Patients under Pregabalin at time of surgery seemed to have a lower risk of developing CPSP in this study, for which we did not find a correlation in the literature [27]. A possible explanation for this observed effect in our cohort is that in these patients, pre-existing chronic pain might be better controlled in the preoperative phase. Better preoperative pain control has been linked to lower risk of CPSP in orthopaedic surgery [30]. It might also be that these patients have more frequent follow-up visits in the postoperative phase, be it from a pain specialist, their surgeon or their general practitioner. This would mean that they are more likely to be included in this study, as having follow-up information three months after surgery was an inclusion criterion. The relatively high proportion of patients under Pregabalin in the control group speaks for the quality of the selection, where the control group is not just constituted of otherwise healthy patients.

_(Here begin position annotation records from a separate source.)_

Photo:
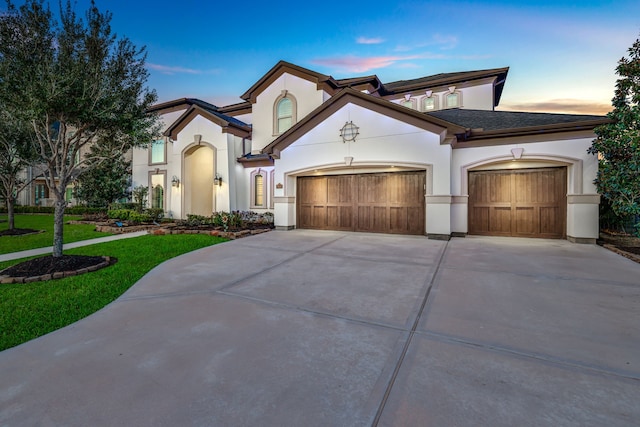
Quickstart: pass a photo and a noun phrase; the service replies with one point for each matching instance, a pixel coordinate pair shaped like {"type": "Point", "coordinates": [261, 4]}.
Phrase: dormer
{"type": "Point", "coordinates": [282, 97]}
{"type": "Point", "coordinates": [480, 90]}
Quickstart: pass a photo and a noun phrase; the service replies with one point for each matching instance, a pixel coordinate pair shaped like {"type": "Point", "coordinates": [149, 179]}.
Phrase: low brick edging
{"type": "Point", "coordinates": [8, 280]}
{"type": "Point", "coordinates": [128, 229]}
{"type": "Point", "coordinates": [628, 255]}
{"type": "Point", "coordinates": [226, 234]}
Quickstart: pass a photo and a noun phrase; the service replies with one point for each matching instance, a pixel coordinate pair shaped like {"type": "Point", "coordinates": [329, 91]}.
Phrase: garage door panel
{"type": "Point", "coordinates": [527, 202]}
{"type": "Point", "coordinates": [415, 219]}
{"type": "Point", "coordinates": [549, 217]}
{"type": "Point", "coordinates": [318, 216]}
{"type": "Point", "coordinates": [381, 203]}
{"type": "Point", "coordinates": [339, 217]}
{"type": "Point", "coordinates": [500, 220]}
{"type": "Point", "coordinates": [339, 189]}
{"type": "Point", "coordinates": [479, 220]}
{"type": "Point", "coordinates": [372, 189]}
{"type": "Point", "coordinates": [314, 190]}
{"type": "Point", "coordinates": [526, 221]}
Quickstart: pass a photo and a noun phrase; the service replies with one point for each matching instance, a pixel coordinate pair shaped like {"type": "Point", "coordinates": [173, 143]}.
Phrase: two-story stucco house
{"type": "Point", "coordinates": [428, 156]}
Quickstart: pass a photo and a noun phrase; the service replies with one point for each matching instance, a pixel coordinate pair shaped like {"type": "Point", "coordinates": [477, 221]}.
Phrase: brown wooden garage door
{"type": "Point", "coordinates": [377, 202]}
{"type": "Point", "coordinates": [522, 203]}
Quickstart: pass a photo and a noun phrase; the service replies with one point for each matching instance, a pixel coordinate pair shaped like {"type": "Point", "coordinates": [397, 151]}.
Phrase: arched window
{"type": "Point", "coordinates": [157, 198]}
{"type": "Point", "coordinates": [430, 103]}
{"type": "Point", "coordinates": [453, 100]}
{"type": "Point", "coordinates": [258, 189]}
{"type": "Point", "coordinates": [284, 115]}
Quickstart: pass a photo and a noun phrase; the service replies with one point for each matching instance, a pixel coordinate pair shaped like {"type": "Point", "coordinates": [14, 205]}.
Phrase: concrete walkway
{"type": "Point", "coordinates": [307, 328]}
{"type": "Point", "coordinates": [48, 250]}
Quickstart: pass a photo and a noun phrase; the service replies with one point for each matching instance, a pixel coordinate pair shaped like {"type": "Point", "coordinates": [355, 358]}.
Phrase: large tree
{"type": "Point", "coordinates": [75, 83]}
{"type": "Point", "coordinates": [618, 142]}
{"type": "Point", "coordinates": [105, 182]}
{"type": "Point", "coordinates": [16, 154]}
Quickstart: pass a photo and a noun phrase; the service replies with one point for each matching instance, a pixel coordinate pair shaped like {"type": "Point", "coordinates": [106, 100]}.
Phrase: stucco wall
{"type": "Point", "coordinates": [383, 144]}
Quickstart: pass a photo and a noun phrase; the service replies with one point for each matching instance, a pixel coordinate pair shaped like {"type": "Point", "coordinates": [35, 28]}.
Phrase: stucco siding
{"type": "Point", "coordinates": [307, 97]}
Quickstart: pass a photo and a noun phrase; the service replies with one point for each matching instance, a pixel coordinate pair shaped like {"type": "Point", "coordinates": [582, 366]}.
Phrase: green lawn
{"type": "Point", "coordinates": [31, 310]}
{"type": "Point", "coordinates": [72, 233]}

We found no correlation between depression or anxiety and CPSP. In the literature, there is evidence for psychological factors such as depression, anxiety and catastrophizing as predictors of CPSP [4, 7, 17, 20]. Althaus et al on the other hand found no correlation between anxiety and CPSP in a mixed population of patients who underwent orthopaedic surgery, general surgery, visceral surgery and neurosurgery [31]. VanDenKerkhof et al conducted a prospective study on women who underwent gynaecological surgery, where depression and anxiety were not correlated to CPSP [32]. The importance of these factors could depend on the studied population. More likely, our patients did not undergo a detailed psychological assessment, the presence or absence of psychological comorbidities was taken from the list of diagnosis, which is less precise.
Our study is limited by its retrospective nature. Because we do not systematically see all patients in the outpatient clinic after surgery, 18% percent of all patients who underwent abdominal surgery during this timeframe never had any kind of follow-up visit and had to be excluded. It is also possible that lower intensity pain might not be reported by the patient and/or the physician, and some patients were falsely classified as having no CPSP.

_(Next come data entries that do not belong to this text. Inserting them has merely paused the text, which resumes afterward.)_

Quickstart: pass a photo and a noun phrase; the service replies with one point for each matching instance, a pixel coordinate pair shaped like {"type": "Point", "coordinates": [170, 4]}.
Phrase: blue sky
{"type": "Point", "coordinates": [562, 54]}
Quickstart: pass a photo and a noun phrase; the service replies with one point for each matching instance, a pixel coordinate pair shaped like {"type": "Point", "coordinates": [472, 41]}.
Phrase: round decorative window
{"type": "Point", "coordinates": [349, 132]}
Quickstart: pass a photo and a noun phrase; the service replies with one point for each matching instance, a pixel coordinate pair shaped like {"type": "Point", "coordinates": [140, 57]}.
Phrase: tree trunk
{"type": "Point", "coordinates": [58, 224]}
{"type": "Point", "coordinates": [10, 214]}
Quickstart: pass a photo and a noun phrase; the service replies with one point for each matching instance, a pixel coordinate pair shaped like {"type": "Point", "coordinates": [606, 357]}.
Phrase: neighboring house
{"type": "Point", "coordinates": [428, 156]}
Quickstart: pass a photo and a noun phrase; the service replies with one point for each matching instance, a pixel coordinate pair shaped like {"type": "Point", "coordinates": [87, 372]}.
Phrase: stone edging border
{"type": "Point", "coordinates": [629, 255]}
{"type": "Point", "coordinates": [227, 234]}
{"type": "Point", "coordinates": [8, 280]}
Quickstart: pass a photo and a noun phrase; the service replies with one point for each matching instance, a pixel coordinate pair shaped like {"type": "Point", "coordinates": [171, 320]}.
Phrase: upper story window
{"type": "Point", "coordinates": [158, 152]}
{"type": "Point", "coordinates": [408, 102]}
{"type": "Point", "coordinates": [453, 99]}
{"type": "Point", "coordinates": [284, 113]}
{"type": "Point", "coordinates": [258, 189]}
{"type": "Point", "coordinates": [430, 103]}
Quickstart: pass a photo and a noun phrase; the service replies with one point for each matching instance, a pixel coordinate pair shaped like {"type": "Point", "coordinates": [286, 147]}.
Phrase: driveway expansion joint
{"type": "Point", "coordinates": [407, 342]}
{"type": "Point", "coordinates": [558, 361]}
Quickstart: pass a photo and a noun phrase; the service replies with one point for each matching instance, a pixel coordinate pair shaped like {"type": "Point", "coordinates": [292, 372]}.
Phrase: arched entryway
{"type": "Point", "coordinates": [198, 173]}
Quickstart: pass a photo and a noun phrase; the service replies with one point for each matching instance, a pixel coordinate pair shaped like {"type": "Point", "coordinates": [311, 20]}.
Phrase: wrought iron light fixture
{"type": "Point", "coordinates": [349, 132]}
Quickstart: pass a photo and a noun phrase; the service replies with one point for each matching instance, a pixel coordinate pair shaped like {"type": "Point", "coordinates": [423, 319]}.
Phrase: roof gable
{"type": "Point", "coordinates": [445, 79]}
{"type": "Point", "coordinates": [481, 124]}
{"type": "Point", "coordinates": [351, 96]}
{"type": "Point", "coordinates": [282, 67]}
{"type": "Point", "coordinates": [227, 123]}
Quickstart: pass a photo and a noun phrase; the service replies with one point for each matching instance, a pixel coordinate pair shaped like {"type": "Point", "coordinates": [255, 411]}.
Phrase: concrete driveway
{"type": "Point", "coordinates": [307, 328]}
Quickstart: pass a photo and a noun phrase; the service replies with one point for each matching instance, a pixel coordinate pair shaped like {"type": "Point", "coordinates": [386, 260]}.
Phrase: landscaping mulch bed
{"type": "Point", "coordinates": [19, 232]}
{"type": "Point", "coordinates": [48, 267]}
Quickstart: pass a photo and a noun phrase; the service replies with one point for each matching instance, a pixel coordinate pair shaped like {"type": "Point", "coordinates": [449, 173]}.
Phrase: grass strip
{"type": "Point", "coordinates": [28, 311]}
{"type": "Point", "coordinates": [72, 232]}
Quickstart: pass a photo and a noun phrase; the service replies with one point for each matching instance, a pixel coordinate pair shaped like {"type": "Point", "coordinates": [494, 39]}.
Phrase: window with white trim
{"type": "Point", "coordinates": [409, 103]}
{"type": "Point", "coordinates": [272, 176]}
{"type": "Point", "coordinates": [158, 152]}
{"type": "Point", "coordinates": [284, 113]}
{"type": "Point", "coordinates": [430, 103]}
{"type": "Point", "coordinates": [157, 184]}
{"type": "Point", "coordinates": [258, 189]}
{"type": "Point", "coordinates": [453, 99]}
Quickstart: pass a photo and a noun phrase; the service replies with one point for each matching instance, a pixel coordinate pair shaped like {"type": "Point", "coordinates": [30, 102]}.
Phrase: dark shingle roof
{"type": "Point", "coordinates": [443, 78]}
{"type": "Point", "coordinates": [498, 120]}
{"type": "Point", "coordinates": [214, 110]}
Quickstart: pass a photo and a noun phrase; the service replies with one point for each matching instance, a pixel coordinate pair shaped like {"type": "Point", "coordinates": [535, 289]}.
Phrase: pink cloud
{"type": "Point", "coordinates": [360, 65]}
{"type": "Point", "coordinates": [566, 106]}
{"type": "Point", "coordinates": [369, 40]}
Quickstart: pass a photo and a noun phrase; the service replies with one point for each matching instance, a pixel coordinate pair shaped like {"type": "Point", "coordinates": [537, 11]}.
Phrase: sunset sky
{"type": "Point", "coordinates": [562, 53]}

In conclusion, the identification of these risk factors allows for a preventive and personalized health care approach to our at-risk patients. We emphasized the importance of the optimization of pre- and postoperative management, with special attention to sufficient treatment of preexisting chronic pain and acute postoperative pain with a multimodal analgesic approach. Finally, an additional follow-up consultation 3 months after surgery should be considered in at-risk patients, to avoid a delay in diagnosing CPSP and uncontrolled and inadequate long-term opioid use.